Any objections filed shall specify the portions of the Report and Recommendation objected to, and shall be accompanied by a memorandum of law in support of the objections. If the Report and Recommendation is based, in whole or in part, upon matters occurring of record at an oral hearing, the objecting party shall promptly arrange for the transcription of the record, or such portions of it as all parties may agree upon or the Magistrate Judge deems sufficient, unless the assigned District Judge otherwise directs.
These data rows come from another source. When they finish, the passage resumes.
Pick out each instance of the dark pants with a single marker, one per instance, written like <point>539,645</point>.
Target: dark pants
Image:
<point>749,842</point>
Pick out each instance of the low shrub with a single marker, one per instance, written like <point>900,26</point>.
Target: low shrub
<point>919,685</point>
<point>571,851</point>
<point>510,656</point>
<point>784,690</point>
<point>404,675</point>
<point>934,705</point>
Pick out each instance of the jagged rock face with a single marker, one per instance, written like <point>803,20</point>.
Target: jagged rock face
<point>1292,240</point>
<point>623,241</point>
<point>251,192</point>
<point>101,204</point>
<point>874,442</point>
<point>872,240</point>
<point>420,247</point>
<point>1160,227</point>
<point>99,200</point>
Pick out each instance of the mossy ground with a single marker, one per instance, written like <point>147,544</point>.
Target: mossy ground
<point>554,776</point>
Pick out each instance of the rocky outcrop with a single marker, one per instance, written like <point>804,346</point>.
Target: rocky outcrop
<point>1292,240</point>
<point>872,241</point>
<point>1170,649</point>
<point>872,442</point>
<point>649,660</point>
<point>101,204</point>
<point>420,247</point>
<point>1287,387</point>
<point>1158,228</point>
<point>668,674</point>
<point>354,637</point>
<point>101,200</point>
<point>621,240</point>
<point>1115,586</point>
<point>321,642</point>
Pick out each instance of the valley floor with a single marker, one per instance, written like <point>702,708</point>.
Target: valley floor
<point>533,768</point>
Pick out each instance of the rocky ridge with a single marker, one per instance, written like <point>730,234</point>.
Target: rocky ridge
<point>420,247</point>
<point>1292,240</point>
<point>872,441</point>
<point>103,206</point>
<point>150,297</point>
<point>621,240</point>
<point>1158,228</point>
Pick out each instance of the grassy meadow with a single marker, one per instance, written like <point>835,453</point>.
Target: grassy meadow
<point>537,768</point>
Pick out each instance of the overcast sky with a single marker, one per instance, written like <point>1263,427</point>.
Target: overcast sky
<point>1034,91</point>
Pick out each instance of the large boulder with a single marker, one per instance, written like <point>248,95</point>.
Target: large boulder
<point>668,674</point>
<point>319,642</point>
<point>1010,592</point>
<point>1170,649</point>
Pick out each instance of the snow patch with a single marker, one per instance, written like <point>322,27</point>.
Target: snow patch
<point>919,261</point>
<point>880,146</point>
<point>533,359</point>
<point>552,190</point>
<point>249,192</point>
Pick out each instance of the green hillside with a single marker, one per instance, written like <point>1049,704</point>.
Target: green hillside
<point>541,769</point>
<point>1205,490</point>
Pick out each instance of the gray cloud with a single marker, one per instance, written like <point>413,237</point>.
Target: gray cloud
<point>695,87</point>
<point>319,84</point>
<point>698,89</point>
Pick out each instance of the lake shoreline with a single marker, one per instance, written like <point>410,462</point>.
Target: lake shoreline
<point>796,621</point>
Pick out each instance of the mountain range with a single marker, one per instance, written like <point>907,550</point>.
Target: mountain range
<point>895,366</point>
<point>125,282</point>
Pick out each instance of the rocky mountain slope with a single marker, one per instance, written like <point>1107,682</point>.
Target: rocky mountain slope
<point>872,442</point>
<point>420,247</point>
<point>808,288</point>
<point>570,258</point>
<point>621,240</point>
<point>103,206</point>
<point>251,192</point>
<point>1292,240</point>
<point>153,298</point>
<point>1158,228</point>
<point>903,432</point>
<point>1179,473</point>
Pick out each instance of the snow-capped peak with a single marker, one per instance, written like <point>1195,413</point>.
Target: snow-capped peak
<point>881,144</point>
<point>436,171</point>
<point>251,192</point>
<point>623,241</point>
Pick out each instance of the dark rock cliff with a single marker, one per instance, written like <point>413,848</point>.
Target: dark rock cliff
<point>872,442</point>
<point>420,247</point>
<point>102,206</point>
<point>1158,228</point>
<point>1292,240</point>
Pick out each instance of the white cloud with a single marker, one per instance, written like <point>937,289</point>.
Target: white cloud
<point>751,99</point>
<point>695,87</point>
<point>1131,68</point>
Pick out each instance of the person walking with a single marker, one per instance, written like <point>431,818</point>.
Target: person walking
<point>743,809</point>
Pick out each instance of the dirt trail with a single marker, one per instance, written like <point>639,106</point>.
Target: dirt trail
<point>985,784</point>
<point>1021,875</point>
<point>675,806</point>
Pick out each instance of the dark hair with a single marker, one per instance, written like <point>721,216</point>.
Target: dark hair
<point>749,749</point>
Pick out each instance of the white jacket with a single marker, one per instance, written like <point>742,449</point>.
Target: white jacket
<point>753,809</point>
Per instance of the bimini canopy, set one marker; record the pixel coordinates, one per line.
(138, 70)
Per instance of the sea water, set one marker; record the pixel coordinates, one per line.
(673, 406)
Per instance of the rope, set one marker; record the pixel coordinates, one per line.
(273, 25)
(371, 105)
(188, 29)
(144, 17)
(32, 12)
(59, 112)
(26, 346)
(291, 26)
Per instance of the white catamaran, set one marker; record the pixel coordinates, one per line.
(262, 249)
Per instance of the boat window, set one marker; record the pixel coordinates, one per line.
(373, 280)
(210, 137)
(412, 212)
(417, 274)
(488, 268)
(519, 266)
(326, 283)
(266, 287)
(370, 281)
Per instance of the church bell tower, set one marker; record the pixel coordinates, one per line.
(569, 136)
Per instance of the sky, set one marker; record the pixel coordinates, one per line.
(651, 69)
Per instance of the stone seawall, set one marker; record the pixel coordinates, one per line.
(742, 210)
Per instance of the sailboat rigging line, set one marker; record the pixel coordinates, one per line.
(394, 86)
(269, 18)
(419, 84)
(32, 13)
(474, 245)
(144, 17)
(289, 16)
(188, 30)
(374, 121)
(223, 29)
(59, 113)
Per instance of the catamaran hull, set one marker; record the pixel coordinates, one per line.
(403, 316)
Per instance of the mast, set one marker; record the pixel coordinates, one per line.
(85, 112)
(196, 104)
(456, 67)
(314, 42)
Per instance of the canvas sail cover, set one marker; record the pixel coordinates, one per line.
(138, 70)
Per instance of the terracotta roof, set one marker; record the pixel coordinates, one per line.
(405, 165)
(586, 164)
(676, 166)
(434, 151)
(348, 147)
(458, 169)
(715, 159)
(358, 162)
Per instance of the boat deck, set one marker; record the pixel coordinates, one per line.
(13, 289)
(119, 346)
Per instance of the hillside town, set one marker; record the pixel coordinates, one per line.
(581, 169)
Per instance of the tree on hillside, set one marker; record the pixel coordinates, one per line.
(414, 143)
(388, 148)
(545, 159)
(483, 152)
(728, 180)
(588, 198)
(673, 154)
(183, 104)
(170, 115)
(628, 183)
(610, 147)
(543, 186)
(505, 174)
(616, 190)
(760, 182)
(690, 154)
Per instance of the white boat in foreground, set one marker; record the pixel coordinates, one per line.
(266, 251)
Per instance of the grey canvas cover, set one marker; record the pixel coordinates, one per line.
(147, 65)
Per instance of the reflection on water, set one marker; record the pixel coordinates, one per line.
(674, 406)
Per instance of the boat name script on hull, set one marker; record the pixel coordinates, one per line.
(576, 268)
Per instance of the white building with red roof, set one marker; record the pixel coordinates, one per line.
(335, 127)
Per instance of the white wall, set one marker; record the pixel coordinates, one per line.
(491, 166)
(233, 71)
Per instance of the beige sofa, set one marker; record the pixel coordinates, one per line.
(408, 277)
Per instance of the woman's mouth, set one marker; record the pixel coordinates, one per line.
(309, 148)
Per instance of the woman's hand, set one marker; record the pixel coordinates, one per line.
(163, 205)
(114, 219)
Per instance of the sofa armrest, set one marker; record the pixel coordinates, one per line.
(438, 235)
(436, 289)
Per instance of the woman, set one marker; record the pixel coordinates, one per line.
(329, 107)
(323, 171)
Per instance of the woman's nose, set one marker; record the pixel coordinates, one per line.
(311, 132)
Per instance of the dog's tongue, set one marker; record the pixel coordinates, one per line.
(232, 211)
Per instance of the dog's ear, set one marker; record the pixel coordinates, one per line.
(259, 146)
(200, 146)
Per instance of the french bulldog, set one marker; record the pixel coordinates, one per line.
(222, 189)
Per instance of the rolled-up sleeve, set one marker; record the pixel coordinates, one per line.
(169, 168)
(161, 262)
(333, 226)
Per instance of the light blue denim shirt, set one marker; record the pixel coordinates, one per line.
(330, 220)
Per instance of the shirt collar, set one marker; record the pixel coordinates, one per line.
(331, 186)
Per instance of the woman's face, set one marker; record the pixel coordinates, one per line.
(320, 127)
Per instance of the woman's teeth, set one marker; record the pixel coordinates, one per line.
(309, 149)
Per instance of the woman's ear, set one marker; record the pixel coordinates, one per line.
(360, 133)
A party may respond to another party's objections within FOURTEEN days after being served with a copy thereof. As noted above, this period is not extended by virtue of Fed. R. Civ. P. 6(d) if served on you by electronic means, such as via the Court's CM/ECF filing system. If, however, this Report and Recommendation was served upon you by mail, this deadline is extended to SEVENTEEN DAYS by application of Fed. R. Civ. P. 6(d).
Failure to make objections in accordance with this procedure may forfeit rights on appeal. See Thomas v. Arn, 474 U.S. 140, 153-55 (1985); United States v. Walters, 638 F.2d 947, 949-50 (6th Cir. 1981).